Originally Posted by stoneage
I would love to see a proof of this, or at least an indication how this has been calculated.
The method of letting the racquet sweep through a high-to-low-to-high swing with a relaxed wrist in order to determine the optimum MgR/I is not a calculation -- rather, it is a method of measurement. You can easily feel the moment that the racquet applies to your hand. You don't know the magnitude of the moment, but you can perceive the direction in which it acts (either backward or forward).
If the racquet pushes back on your hand (i.e., pressing against the base knuckle of your index finger) as it comes forward through the hitting zone, then MgR/I is below the optimum (which is roughly 21.0 for an average sized male, but slightly higher for shorter players, and slightly lower for taller players).
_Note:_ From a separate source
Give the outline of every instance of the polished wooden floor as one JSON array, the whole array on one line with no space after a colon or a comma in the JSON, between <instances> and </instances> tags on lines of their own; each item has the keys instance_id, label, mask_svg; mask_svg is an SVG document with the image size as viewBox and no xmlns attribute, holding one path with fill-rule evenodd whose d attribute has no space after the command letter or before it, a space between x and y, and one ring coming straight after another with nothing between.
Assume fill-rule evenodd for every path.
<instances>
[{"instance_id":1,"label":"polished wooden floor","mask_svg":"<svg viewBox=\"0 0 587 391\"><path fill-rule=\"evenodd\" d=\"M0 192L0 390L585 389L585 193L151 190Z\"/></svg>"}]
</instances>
If the racquet handle pulls forward on you fingers as it comes through the hitting zone, then MgR/I is higher than your optimum.
This is the method I use to tune a racquet in a pinch, when I don't have access to a wall. A more precise way to tune MgR/I is to use the wall targeting method I described in other threads.
Also, I choose to keep the convention of including g in the formula because g can vary significantly enough between different cities around the globe to make a noticeable difference in how my racquet plays, and I travel a lot for work, and always bring a racquet with me. For example, I will at my office in Belgium next week , where g = 981. I also travel to Buenos Aires a couple of times per year, where g = 978. The difference in racquet swing dynamics affects my swing enough that I like to look up the g value when I travel and adjust accordingly.
That reminds me: I'm looking for a hitting partner in the following cities over the next 2.5 weeks: Vienna, Barcelona, Glasgow, Paris, Madrid. Any takers (I'm a 4.5-5.0)?